Now this is the sample page for which we can create Coded UI test cases. Let's see if it running.
So now create a Coded UI Test Project in the solution. Remember that you are using Visual Studio Premium Edition or the Ultimate Edition since it is available only in these two editions by default.
As soon as you add a Coded UI test project, a Coded UI Test will automatically be added and you will get a dialog box as shown below:
Select the option "Record action, Edit UI map or add assertions". So every time you add a new test case of type Coded UI you will be provided with this dialog box. So you can create a new test case with a previously existing recording or you can create a new recording.
As soon as you click "Ok" in the dialog box your Visual Studio will be minimized with a tray that appears on the bottom-right of your screen.
So using this tray you can perform the recording of actions for which you want to generate test cases. So from here you can start recording the test, can add assertions, can edit the actions and finally can generate the code for the test case both in VB as well as in C#.
Start Recording means all the actions that will be performed will be recorded, so if you want that in your test cases the application should be launched (that you obviously want) then that should also be captured in the recording, So start recording and open the browser, type in your application address in the address bar and start performing the test case steps in the application or start using the application. In my case what I did is I started the application without debugging, and as soon as the window is launched I started the recording.
Now I entered the values in the text boxes as I wanted them, in other words "abhishek" in both the text boxes and clicked on Login and a message appears saying that the operation is successful, after this I paused the recording and clicked on Generate Code. On doing so the following window appears and I named my first method "LoginSuccess".

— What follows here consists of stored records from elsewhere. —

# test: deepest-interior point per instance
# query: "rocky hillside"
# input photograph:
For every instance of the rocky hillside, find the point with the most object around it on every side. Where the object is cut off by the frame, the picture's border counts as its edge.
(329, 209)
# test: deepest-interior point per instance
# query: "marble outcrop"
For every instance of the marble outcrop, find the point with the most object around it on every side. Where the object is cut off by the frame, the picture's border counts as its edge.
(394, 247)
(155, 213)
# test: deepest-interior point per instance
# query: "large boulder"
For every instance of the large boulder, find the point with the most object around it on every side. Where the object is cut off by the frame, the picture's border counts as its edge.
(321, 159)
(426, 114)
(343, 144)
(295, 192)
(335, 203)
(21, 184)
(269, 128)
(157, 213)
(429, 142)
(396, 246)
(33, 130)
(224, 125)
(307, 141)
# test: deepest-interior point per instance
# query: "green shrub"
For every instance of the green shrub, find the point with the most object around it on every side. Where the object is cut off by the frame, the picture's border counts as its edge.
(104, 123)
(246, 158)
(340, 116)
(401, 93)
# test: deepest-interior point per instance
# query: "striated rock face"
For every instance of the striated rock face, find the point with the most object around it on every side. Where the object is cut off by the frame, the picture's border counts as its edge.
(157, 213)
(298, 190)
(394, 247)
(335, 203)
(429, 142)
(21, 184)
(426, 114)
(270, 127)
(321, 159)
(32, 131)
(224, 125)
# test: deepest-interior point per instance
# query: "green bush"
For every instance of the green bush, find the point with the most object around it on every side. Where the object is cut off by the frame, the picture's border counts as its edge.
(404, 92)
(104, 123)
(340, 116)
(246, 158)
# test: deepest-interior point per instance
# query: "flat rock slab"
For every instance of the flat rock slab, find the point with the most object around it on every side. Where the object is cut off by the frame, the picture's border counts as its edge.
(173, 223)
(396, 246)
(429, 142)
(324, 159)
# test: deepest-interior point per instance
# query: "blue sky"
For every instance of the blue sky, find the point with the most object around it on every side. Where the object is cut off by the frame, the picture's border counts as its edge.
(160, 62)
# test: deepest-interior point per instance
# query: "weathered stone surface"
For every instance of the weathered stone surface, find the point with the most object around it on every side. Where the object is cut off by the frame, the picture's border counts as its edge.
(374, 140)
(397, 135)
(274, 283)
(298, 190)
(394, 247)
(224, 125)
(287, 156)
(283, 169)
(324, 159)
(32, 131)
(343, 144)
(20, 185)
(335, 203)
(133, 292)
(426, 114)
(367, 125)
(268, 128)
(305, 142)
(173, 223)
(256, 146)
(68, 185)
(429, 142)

Assertions, you must be familiar with this term, are for if you have ever written a test case then the addition of assertions in the Coded UI is the process by which you can actually check the properties and values of any UI control. So for this just choose "Add Assertions" in the tray, then choose the control on which you want to assert, then select the assertion property, select the comparison type and the expected value along with the error message.
So now what I have done is dragged the Add Assertion target icon over the success message in my Web Form, and as soon as I did this the following window appears in which I selected the "Display Text" property of my label and added an assertion over it saying that this text should be equal to "Success!"
Now again after that I again clicked upon on Generate Code and generated a new method for this assertion as shown below:
Running Test Cases
Now if you see the code file, in other words CodedUITest1.cs then you will see that there are two methods automatically generated.
We are now ready with the test case. It's time to test it. So before closing the test case builder and the previously opened instance of the browser, rebuild your code, and again start the application without debugging.
Now after launching your application just go to "Test Explorer" and execute that test case, now you will see on the browser instance, the values are entered automatically in the text boxes, button click and then finally your will see the result that the test case has passed.
So here you can make multiple assertions as required on one or more controls present on your web page. Also one can make negative assertions as per the requirements. This is a very basic example although one can write or record more complex test cases as per the requirement. I have also attached the sample application that I created while writing this article, you can have a look into it if it helps.
I mentioned in above paragraph the option to write the Coded UI test cases youself, yes you can write or modify the code if you are good if you don't much like doing the recording.